WTF?  Is this some new thing?  Kids don't use umbrellas anymore?  Or even rain gear?  Are umbrellas not allowed at school?

I said a lot of this to my kid, while I was watching these poor kids get soaked this morning.  She laughed at me.  "You're such a mom."


Anonymous said...

No! This is part of being a teenager! Also if you had snow you'd see kids wearing no coats or even shorts (especially in March). Completely normal teen behavior. I don't know if it's rebellion against parents or being cool, but it's one of those peer pressure things. I was so happy when I was old enough that I could wear a snowsuit (to shovel snow) again without people laughing at me. But 12-17 at best I would have tights under thin jeans in the most gawdawful weather.

Bardiac said...

It's a young adult thing, too.

I'm constantly amazed that my college students seem to not lose lots of fingers/toes to frostbite, since kids around here go gloveless and wear sandles (birkies, de rigeur) in really cold weather!

delagar said...

Good Lord.

But yeah, I guess you're right. I see a lot of my younger students in shorts in the winter.

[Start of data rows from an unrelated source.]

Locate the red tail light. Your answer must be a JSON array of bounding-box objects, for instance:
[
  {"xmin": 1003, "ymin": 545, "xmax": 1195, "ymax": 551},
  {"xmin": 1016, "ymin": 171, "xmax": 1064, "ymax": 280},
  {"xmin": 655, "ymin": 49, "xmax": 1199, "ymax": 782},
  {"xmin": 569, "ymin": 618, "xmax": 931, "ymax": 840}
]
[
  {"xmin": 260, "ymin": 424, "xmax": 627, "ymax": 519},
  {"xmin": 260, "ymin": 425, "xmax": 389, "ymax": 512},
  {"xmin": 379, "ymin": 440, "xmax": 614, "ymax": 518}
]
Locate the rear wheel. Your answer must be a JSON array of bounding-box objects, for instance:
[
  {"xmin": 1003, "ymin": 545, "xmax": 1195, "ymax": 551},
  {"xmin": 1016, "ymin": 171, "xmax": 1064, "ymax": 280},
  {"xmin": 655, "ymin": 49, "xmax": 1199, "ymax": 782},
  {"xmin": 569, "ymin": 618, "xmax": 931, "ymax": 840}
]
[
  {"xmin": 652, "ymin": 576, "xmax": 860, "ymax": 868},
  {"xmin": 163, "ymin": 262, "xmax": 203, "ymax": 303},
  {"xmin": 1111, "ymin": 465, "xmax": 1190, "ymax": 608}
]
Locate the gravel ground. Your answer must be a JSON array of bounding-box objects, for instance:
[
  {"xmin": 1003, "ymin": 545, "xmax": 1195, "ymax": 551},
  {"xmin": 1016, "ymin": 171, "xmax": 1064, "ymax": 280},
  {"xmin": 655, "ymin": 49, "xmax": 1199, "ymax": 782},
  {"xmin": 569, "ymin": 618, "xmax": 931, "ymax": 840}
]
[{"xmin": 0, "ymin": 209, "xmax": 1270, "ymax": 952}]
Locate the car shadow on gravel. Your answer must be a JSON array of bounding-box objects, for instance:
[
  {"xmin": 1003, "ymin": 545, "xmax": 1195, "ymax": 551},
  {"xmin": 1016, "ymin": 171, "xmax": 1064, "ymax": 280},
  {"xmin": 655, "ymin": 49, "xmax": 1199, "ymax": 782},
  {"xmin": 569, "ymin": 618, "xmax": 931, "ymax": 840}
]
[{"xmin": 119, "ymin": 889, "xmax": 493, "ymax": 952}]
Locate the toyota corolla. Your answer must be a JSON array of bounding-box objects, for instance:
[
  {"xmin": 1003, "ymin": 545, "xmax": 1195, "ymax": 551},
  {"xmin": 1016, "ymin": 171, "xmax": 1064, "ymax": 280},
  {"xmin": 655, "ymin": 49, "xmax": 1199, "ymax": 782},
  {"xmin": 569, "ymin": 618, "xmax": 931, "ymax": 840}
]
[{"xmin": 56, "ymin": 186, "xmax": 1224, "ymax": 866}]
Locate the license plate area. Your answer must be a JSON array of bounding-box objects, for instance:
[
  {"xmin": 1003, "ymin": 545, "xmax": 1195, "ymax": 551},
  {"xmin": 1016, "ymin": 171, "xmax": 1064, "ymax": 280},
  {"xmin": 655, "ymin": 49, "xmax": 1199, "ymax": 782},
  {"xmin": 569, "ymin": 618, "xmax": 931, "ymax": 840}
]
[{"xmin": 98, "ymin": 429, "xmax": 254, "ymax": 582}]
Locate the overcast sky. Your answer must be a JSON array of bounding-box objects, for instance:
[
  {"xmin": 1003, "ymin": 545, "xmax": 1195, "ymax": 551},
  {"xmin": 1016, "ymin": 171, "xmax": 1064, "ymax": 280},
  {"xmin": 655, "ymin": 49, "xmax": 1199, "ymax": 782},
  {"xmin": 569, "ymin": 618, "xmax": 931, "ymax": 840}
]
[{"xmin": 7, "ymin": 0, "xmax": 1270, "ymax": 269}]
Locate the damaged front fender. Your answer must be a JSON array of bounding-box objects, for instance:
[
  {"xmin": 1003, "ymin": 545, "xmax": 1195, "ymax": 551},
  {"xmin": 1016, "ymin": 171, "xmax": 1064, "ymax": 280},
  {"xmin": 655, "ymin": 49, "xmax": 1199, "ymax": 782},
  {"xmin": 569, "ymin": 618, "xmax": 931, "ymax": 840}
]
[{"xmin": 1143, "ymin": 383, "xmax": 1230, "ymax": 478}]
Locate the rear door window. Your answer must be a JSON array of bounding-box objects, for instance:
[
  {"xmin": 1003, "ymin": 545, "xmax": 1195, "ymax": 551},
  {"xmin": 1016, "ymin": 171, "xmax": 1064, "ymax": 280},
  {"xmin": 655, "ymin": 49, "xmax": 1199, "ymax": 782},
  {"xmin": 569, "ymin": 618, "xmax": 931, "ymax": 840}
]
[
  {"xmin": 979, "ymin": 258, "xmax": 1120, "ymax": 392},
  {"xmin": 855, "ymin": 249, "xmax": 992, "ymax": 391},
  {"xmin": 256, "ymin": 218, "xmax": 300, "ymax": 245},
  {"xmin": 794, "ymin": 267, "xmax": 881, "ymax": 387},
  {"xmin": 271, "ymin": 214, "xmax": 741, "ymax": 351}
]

I'll have to watch and see if they're in sandals and flip-flops too.

Fie upon this quiet life! said...

I immediately thought this wasn't a choice that they made, but that they didn't have the proper things at home. Maybe I'm just thinking like a person who came from poor people. :-/

delagar said...

Ha, no, probably not, Fie. I live on the edge of the 2nd richest bit of Fort Smith. (They're the Hills, we're the Flats.)

If it was the bus stop six blocks north, just maybe. But this one, all the kids are solidly middle and upper-middle class.